Hospital incidence of one disease soars: study

Typography

They show a 200 percent increase in the number of hospital patients infected with Clostridium difficile, or C. difficile, from 2000 to 2005.

WASHINGTON (Reuters) - Federal government figures show a steep spike in U.S. cases of a common but serious infection that gives hospital patients sometimes deadly diarrhea and blood poisoning.

They show a 200 percent increase in the number of hospital patients infected with Clostridium difficile, or C. difficile, from 2000 to 2005.

The U.S. Agency for Healthcare Research and Quality tracked more than 2 million cases of C. difficile in U.S. hospitals between 1993 and 2005. Its figures show the latest jump follows a 74 percent rise in the number of cases from 1993 to 2000.

Clostridium can cause mild diarrhea or an often deadly illness that can be treated only by completely removing the colon. Two out of three infected hospital patients in 2005 were elderly, the AHRQ found.

!ADVERTISEMENT!

People carry C. difficile on their hands, like other bacteria, and spread it when they touch objects, including hospital beds, equipment and doors. It forms spores that are not killed by alcohol hand sanitizers but can be destroyed with bleach.

Incontinent patients and those who have been treated for the infection before are among the likely carriers, experts have found. Other recent studies have shown C. difficile bacteria are commonly spread by unhygienic practices in hospitals.

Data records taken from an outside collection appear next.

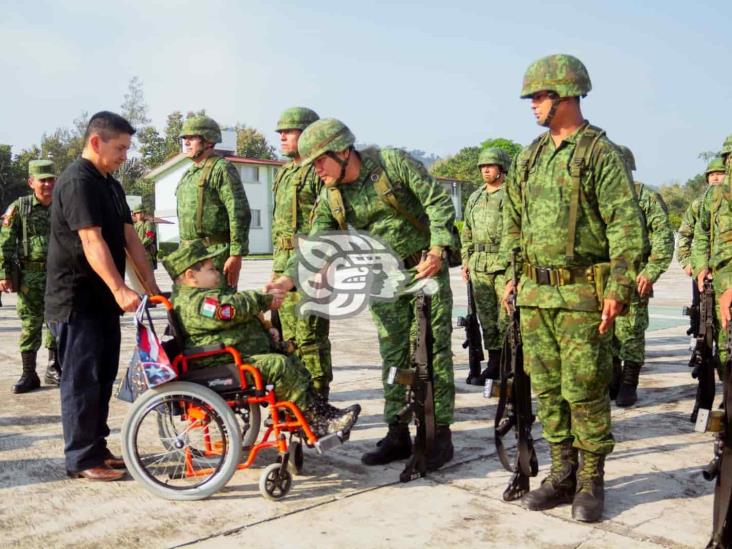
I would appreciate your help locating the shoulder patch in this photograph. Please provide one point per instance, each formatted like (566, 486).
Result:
(209, 307)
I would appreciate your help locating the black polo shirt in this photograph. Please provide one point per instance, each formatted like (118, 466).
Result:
(83, 198)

In Britain, doctors have been discouraged from wearing white coats after studies suggested their long sleeves might pick up and spread the bugs.

The AHRQ study found that patients with C. difficile were hospitalized almost three times longer than uninfected patients and 9.5 percent died in hospital compared with 2.1 percent of patients overall.

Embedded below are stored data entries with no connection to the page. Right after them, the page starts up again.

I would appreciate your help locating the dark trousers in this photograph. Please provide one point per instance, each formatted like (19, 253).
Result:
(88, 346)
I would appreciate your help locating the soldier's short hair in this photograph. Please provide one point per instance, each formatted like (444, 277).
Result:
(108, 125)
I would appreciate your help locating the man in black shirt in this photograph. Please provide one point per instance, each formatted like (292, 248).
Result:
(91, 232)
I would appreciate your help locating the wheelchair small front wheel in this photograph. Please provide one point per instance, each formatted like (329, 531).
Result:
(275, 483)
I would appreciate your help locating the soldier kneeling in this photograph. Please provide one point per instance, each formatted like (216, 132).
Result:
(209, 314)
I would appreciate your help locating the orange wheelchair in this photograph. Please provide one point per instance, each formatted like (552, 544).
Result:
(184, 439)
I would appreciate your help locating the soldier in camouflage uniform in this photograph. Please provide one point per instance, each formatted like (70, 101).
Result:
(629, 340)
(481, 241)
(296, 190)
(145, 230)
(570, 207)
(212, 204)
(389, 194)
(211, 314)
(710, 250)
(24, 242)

The AHRQ team uses statistics from the Nationwide Inpatient Sample, a database of hospital inpatient stays that covers 90 percent of all discharges in the United States.

The most commonly used antibiotic for C. difficile is metronidazole, but some severe and antibiotic-resistant forms must be treated with vancomycin.

Like other bacteria, C. difficile can also acquire resistance to vancomycin, making treatment difficult or impossible.